Cependant, l’ouvrage paraît moins convaincant dans l’affirmation de certaines« idées reçues » ou dans les arguments, les exemples ou les points de vue adoptés.
Certaines « idées reçues » le sont-elles vraiment ? On peut parfois en douter avec celles que l’auteur
nous présente comme telles : « la Louisiane est restée française », « les Américains sont individualistes » ou « Aux E.-U., tout est fonction de la race ». Plus que des idées reçues, ces expressions me paraissent être des affirmations, des opinions, ou des critiques. Car en France aujourd’hui, qui, parmi nos compatriotes est en mesure de soutenir dans une conversation courante que « la Louisiane est restée française » ? Mais le plus gênant -et sans doute le plus étonnant- tient dans certains rapprochements, certaines analyses, jugements ou point-de-vue.

Dans le passage consacré à « Toute l’histoire des Etats-Unis est émaillée de complots » J. Portes nous assène purement et simplement la thèse officielle du rapport de la Commission Warren, celle de l’unique assassin L. Harvey Oswald dans l’assassinat de John Fitzgerald Kennedy le 22 /11/1963 à Dallas. Après tout ce qui a été écrit, vu, lu, et entendu sur cette affaire, et compte tenu du nombre très importants de pièces non prises en compte, de témoins écartés, tués, du corps non autopsié de Kennedy, du limogeage d’ A. W. Dulles de la CIA, des rapports tendus entre le célèbre et inamovible patron du FBI, J.E. Hoover et R. Kennedy -sur sa lutte contre la mafia- une telle affirmation ne tient pas. Si en effet nul ne peut affirmer par qui et pourquoi JFK a été assassiné le 22 novembre 1963, pratiquement personne n’accepte plus en l’état la thèse de la Commission Warren . De même pour les attentats des WTC de New York, ainsi que ceux du Pentagone et de l’autre avion abattu après sommation, il reste bien des zones d’ombre que les historiens -et non des journalistes- mettront en lumières avec des archives et des sources qui seront accessibles et disponibles un jour.
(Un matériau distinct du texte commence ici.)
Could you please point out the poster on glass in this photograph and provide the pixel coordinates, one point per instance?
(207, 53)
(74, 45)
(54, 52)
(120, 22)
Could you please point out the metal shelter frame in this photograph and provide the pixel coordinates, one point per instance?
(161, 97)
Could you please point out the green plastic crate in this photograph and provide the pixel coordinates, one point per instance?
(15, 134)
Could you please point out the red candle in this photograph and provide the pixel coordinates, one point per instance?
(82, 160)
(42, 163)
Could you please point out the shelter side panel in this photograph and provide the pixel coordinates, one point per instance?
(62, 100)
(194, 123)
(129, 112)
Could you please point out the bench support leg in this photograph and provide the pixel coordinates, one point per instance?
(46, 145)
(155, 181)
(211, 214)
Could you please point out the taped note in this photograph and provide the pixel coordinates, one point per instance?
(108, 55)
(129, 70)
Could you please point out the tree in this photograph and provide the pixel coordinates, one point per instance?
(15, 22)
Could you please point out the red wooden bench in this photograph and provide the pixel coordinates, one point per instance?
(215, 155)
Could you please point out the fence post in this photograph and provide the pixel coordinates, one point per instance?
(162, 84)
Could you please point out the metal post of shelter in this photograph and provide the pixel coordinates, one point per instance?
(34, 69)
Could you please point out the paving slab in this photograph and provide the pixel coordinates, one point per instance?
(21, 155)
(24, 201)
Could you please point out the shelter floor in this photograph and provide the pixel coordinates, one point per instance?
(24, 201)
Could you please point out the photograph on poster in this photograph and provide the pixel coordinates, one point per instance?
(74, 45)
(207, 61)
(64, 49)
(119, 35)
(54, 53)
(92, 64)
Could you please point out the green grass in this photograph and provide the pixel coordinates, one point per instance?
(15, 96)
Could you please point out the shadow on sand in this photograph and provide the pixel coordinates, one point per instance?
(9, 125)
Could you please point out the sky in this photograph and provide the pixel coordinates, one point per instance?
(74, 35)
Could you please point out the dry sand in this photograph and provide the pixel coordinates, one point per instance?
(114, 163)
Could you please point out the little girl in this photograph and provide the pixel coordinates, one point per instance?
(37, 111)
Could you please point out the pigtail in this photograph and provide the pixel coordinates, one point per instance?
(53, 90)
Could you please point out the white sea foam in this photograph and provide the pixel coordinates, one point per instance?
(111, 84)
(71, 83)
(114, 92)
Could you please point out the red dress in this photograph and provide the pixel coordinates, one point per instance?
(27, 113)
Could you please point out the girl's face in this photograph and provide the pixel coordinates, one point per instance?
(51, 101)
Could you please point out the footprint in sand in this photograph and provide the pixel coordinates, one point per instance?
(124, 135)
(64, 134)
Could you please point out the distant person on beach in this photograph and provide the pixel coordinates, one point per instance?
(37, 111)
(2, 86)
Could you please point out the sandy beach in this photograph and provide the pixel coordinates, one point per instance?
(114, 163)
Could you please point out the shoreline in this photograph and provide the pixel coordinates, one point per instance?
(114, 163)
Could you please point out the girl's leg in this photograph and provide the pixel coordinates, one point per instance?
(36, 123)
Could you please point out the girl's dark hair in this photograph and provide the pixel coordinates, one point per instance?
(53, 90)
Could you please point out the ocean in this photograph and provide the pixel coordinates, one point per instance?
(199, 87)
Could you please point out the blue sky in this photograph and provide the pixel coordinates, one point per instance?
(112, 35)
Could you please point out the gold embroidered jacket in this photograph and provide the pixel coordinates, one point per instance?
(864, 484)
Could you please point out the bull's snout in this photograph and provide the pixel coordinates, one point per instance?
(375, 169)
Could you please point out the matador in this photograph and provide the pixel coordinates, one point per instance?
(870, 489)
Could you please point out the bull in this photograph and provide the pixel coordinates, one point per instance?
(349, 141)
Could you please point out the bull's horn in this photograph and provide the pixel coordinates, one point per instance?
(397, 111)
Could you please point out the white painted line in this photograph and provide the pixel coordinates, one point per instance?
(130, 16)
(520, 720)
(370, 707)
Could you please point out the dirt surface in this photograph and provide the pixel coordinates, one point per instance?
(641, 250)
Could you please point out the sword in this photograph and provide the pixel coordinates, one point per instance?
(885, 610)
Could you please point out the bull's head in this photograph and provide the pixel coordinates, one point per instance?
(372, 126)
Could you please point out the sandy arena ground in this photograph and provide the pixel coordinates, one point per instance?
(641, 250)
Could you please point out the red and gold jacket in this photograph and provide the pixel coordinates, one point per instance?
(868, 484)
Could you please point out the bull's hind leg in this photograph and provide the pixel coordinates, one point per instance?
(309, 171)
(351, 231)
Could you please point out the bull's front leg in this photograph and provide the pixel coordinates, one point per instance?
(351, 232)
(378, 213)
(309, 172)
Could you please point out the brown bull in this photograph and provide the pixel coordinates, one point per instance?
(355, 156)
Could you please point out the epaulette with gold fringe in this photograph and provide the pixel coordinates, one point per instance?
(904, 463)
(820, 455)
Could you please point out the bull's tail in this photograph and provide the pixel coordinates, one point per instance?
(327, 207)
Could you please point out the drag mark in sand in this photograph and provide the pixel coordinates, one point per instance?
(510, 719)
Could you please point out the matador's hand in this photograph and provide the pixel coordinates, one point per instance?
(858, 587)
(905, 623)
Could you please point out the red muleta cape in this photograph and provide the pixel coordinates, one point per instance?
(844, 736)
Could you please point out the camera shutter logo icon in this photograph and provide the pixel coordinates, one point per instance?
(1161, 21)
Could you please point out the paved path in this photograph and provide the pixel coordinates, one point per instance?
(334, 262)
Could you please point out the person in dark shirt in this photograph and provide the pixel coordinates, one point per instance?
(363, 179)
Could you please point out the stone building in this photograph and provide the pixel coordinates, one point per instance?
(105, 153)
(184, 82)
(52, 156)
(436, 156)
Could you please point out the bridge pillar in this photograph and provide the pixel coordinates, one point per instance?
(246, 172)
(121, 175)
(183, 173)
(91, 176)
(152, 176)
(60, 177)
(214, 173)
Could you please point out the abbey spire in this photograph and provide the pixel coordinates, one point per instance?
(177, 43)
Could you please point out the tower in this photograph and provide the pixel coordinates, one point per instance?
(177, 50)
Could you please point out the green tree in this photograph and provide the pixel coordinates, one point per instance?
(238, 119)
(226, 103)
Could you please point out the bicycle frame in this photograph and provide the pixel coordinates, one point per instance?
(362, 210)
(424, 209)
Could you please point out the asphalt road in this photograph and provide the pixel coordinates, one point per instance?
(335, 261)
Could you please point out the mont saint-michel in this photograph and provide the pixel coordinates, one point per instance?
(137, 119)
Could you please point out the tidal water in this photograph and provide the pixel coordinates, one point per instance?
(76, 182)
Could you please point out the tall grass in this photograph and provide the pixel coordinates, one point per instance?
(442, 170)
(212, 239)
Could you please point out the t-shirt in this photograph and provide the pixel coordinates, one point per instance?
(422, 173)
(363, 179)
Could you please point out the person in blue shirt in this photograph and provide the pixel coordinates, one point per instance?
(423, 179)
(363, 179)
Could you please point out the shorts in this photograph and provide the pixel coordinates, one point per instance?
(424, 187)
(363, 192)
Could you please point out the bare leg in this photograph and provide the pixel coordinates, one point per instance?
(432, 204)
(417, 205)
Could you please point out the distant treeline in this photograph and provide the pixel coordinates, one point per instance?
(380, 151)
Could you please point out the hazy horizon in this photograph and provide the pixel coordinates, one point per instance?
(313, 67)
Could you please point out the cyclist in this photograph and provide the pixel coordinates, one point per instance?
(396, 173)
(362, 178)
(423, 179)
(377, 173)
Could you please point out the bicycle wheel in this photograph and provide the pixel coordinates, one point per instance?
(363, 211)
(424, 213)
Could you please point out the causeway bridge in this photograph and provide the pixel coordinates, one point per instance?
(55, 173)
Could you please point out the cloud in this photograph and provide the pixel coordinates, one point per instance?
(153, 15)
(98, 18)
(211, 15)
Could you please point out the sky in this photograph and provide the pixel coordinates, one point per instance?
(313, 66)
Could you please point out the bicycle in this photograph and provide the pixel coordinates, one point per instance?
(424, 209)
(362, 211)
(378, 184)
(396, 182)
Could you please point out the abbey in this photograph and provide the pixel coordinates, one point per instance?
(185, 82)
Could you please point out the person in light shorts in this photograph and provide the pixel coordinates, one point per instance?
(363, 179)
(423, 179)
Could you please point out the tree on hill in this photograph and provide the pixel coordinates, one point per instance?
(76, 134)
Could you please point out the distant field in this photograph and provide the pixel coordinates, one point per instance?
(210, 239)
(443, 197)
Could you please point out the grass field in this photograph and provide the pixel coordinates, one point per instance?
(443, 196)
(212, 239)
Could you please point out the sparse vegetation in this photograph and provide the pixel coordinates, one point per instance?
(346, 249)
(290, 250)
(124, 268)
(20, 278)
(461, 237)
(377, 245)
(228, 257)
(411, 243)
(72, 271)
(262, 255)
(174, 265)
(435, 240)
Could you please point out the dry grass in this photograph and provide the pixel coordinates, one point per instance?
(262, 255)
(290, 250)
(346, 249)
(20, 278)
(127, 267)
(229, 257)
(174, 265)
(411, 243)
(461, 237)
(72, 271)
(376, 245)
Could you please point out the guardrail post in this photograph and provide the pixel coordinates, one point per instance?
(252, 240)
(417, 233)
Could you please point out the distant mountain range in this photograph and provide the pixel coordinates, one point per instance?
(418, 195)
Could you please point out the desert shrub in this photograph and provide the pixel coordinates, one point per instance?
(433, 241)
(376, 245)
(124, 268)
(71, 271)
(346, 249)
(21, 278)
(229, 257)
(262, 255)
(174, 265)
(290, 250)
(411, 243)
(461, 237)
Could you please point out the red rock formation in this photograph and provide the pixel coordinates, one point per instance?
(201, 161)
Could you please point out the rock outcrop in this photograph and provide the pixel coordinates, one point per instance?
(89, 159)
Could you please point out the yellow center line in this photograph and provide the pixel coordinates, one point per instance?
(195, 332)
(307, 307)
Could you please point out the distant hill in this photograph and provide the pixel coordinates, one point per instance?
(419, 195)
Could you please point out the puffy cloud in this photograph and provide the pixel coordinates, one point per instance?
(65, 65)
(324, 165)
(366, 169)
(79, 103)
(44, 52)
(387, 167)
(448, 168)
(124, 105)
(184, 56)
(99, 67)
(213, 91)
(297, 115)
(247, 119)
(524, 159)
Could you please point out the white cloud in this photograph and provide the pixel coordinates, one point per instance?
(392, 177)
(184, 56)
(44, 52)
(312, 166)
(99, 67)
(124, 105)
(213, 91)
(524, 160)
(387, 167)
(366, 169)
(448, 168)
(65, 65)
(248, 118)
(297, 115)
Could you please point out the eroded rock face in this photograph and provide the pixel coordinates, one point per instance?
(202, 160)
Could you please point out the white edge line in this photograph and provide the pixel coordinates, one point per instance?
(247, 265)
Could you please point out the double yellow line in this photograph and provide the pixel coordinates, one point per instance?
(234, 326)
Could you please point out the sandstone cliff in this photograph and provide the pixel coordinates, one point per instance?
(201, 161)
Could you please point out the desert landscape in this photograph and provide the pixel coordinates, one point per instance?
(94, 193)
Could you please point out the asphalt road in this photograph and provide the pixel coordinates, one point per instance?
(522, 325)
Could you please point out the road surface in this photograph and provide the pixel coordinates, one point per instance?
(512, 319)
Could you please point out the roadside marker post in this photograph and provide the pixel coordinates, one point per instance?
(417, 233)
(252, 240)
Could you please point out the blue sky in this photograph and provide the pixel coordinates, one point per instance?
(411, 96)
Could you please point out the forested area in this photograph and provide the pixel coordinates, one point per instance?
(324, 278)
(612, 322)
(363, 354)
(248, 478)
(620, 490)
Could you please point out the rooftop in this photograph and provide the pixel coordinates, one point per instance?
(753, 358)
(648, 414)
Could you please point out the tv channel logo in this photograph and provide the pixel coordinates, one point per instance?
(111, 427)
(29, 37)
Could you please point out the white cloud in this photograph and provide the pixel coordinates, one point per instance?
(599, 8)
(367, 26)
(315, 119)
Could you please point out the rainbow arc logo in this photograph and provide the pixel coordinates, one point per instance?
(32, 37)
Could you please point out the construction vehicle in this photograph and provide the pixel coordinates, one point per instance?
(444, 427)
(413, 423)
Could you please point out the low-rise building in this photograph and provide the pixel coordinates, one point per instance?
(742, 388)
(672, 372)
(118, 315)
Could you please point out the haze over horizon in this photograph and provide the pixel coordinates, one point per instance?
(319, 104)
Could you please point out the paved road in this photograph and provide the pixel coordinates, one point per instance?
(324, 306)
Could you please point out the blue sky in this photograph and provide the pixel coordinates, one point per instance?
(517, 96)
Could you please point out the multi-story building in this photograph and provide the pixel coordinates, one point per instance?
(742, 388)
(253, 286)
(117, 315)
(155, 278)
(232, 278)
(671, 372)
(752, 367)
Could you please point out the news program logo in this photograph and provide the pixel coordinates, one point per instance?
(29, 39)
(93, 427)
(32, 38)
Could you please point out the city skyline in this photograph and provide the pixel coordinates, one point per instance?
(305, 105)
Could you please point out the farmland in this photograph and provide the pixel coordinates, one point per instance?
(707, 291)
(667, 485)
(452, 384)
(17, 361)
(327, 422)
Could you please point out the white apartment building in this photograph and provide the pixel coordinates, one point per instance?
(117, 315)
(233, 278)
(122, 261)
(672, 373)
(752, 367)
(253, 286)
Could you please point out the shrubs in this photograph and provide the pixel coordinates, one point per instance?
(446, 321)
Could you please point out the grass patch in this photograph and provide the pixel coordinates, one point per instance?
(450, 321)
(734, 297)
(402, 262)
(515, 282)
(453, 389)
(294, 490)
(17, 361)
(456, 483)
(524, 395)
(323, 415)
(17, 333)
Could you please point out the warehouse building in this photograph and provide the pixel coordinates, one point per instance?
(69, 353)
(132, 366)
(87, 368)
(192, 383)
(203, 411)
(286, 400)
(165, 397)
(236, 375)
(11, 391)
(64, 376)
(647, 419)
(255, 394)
Ce n’est nullement accréditer la thèse du complot ou d’être « antiaméricains virulents » que de formuler ces questions, de s’interroger, et plus simplement de rechercher la vérité sur ces affaires. Et d’avoir encore une fois, un esprit critique en éveil…

L’autre « idée reçue » qui ne convainct guère concerne « Les Etats-Unis sont les plus gros pollueurs de la planète ». L’auteur certes nous rappelle que les E.U. furent les 1ers à créer les parcs nationaux (1872 avec le Yellowstone) dans le monde, qu’ils instaurèrent les lois les plus restrictives sur la qualité de l’air et de l’eau dans les années 70, et que leur conscience écologique s’est développée considérablement ces 50 dernières années . Mais à côté d’efforts individuels ou de certains états plus sensibles à cette cause, de grandes multinationales continuent à vouloir contourner les règlementations (comme les grandes compagnies pétrolières cherchant de nouveaux gisements dans des zones préservées jusque là) . J. Portes en convient lui-même lorsqu’il rappelle que B. Obama annonça au printemps 2010, « qu’il souhaitait la levée de l’interdiction de nouveaux forages pétroliers en mer » au moment même où la plateforme Deepwater BP Horizon déversa 780 millions de litres de pétrole dans le Golfe du Mexique. Or le président revint sur sa première intention. Enfin l’auteur débute cette « idée reçue » par un fait qu’il ne parvient pas à contester, remettre en cause : « les Etats-Unis ont, en revanche, un niveau d’émissions de CO2 par habitant et par an, 4 fois plus élevé -19Tde CO2 par hab. et par an, contre 4,5T pour un chinois- que leur suivant direct -la Chine-. Là se situe bien le paradoxe, et non….« l’idée reçue ».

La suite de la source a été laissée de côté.